Friday 27 July 2012

Avoid Bosnia tragedy, UN chief says of Syria


The UN chief calls on the world to prevent Syria from becoming another Bosnia during a visit to Srebrenica amid Israel’s announcement that it is increasing security along its border with Syria as the country’s Civil War is moving closer
 The Syrian army and rebels send reinforcements to Aleppo to join the raging battle for the country’s second city, as UN chief Ban urges the world ‘to stop the slaughter.’

U.N. chief Ban Ki-moon honored the victims of the 1995 Srebrenica massacre yesterday while calling on the world to learn from the Bosnian slaughter and stop the bloodshed in Syria.

“We have to do all to protect civilians and to stop bloodshed, particularly in Syria now, when we have learned the message of Srebrenica,” Ban said. “I do not want to see any of my successors after 20 years visiting Syria [and] apologizing for what we could have done now to protect the civilians in Syria which we are not doing,” he said, according to Agence France-Presse.

After being asked whether the U.N. was going to take action to stop the violence in Syria, Ban said “a political dialogue over a military intervention has not taken place, so I think it is not right to make a comment on this.” He also called for a political dialogue to stop the violence in Syria.

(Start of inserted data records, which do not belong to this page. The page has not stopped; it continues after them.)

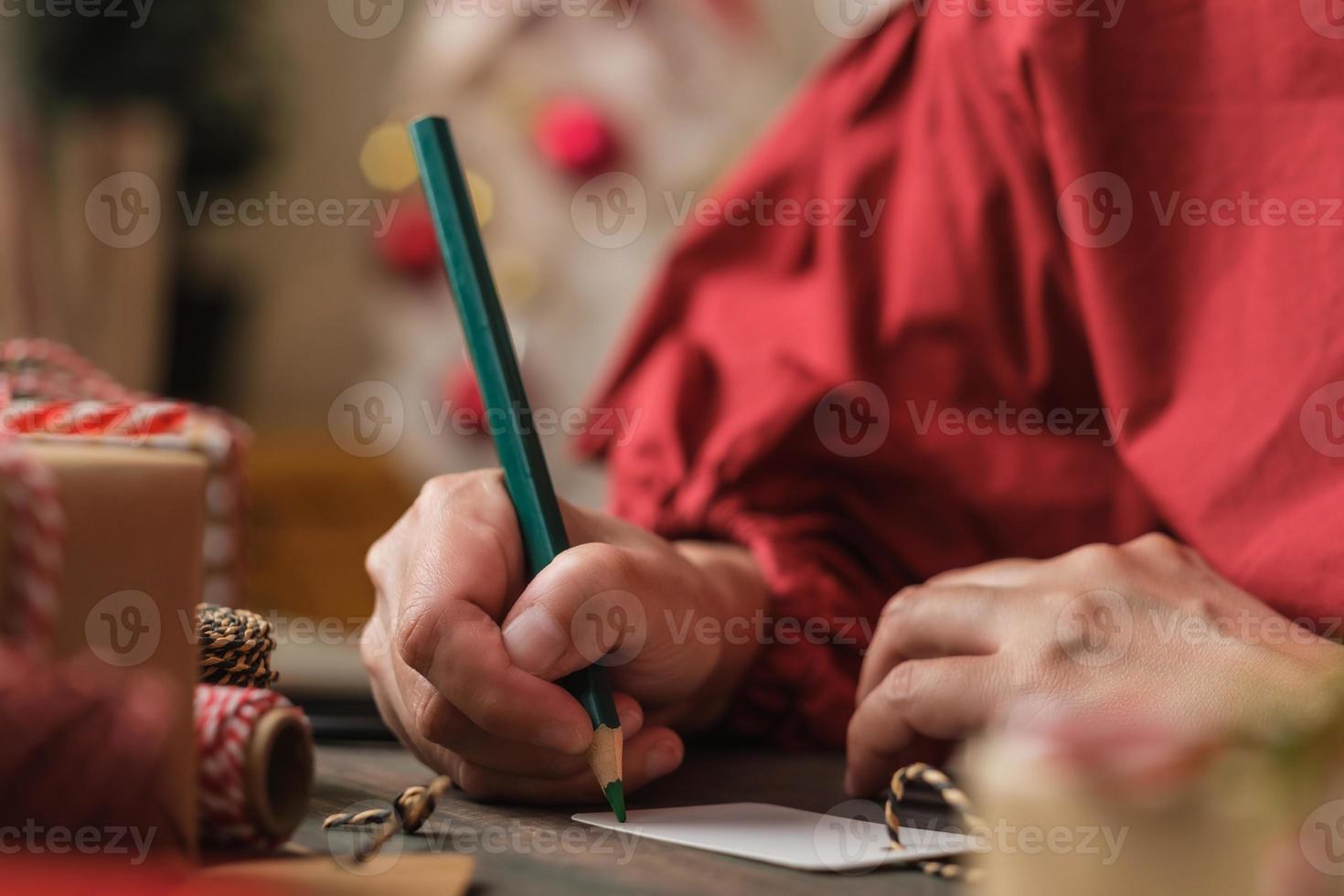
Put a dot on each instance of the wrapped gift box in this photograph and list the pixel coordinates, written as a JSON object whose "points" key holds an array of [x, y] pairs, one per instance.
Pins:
{"points": [[120, 515]]}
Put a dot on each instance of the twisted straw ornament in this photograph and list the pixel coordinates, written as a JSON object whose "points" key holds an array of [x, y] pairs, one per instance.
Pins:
{"points": [[411, 810], [953, 797], [235, 647]]}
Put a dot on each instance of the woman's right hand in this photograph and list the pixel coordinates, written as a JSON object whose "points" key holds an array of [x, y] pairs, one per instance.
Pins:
{"points": [[464, 653]]}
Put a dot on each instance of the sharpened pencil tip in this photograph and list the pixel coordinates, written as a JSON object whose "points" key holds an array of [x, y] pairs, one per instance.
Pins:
{"points": [[615, 797]]}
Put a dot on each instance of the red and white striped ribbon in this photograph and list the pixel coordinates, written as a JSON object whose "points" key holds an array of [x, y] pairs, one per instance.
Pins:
{"points": [[226, 718], [37, 538]]}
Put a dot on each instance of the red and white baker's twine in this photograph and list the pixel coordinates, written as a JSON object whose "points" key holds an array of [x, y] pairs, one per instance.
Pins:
{"points": [[42, 372], [42, 383], [225, 720], [37, 538]]}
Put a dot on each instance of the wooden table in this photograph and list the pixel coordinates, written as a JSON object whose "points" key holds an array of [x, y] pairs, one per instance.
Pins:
{"points": [[537, 849]]}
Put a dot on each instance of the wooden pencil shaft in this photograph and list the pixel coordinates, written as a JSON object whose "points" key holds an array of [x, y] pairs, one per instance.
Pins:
{"points": [[489, 346], [491, 349]]}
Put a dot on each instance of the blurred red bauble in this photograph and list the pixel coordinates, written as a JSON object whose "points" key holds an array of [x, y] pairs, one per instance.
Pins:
{"points": [[464, 398], [574, 137], [411, 246]]}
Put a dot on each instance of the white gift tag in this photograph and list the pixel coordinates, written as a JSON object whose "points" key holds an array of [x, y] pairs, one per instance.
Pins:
{"points": [[783, 836]]}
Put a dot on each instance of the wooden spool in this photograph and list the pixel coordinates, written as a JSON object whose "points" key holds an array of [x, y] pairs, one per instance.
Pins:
{"points": [[279, 774]]}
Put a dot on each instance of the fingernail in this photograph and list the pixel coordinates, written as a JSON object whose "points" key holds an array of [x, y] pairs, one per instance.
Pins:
{"points": [[535, 641], [663, 759], [562, 739]]}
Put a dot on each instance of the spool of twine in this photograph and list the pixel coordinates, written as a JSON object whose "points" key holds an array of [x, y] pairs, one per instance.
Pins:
{"points": [[256, 766]]}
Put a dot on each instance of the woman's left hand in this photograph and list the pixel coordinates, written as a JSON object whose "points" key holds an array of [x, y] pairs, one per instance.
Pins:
{"points": [[1147, 626]]}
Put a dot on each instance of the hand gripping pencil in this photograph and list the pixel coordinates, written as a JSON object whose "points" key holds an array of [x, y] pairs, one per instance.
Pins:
{"points": [[502, 389]]}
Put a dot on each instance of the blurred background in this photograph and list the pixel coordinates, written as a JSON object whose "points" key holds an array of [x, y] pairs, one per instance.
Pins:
{"points": [[215, 200]]}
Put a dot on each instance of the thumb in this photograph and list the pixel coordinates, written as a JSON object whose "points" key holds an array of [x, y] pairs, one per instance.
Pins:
{"points": [[632, 610]]}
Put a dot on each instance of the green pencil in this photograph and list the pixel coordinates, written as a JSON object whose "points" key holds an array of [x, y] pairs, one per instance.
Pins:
{"points": [[502, 389]]}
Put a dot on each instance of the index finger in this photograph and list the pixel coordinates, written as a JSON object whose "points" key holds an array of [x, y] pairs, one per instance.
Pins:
{"points": [[946, 699], [459, 649]]}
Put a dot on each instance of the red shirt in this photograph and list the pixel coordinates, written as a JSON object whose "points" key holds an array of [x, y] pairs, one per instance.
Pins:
{"points": [[1143, 219]]}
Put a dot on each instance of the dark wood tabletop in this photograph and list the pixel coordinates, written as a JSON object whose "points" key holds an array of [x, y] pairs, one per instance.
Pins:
{"points": [[538, 849]]}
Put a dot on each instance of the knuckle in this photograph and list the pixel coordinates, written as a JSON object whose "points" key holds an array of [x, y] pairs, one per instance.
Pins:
{"points": [[615, 563], [372, 646], [902, 684], [413, 637], [1157, 544], [1097, 558], [492, 715], [903, 601], [432, 718]]}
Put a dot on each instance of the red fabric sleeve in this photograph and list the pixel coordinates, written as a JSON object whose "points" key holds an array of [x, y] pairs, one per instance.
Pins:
{"points": [[940, 281]]}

Ban was speaking during his visit to the site of the Srebrenica massacre, Europe’s worst single atrocity since World War II, Anatolia News Agency reported. “Never [again] Srebrenica, nowhere, to no-one,” he said.

Ban is the first U.N. secretary-general to visit Srebrenica since the 1995 massacre, in which Bosnian Serb troops killed around 8,000 Muslim men and boys in the days after they captured the U.N.-protected enclave on July 11, 1995. The Bosnian Serbs brushed aside lightly armed Dutch peacekeepers in the U.N. “safe area” where thousands of Muslims from surrounding villages had gathered for protection.

Srebrenica was perhaps the most difficult, the most painful place for him to visit as secretary-general, he said.

Ban acknowledges mistakes in Srebrenica

“The international community failed to provide the necessary protection to many people who were killed at the time, when they needed our support,” he said.

 Ban was speaking after meeting survivors at the Potocari cemetery near Srebrenica, where more than 6,500 victims are buried. “Srebrenica is holy ground for the families and the victims and also for the Family of Nations,” Ban told the victims. News of his forthcoming visit had received a mixed reaction.While some victims praised it, saying they hoped it would keep the U.N. from looking on as genocide is carried out in the future, others dismissed it as too little, too late.

“The fact that Ban is coming today doesn’t really say much because the U.N. did nothing when the Srebrenica massacre happened,” Hajra Catic, who lost her husband and son in the slaughter, told journalists earlier. “There will be no justice as long as ... the U.N. hides behind its immunity,” she said. “The people who delivered my family to the [Bosnian] Serb forces were [U.N.] blue helmets,” said Hasan Nuhanovic, a former interpreter for the Dutch U.N. battalion in Srebrenica who lost both parents and his brother in the massacre. “There is no organization which is more responsible for what happened in Srebrenica than the U.N.,” he said, but added that Ban’s visit was important “because the U.N. must take a position ... [and] recognize its responsibility” for Srebrenica. Nuhanovic is one of the claimants in a lawsuit trying to hold the Dutch state responsible for the deaths of three Srebrenica victims, including his father and brother. In 2012 an appeals court found the Dutch state responsible, marking the first time the Dutch state was held accountable for the actions of its U.N. peacekeeping battalion by a judge. But the Dutch government announced last month that it would appeal the ruling.
The Srebrenica massacre has been ruled a genocide by two international courts. The two men accused of masterminding the slaughter, former Bosnian Serb political leader Radovan Karadzic and his army chief, Ratko Mladic, are on trial at the U.N.’s Yugoslav war crimes tribunal in The Hague after years on the run.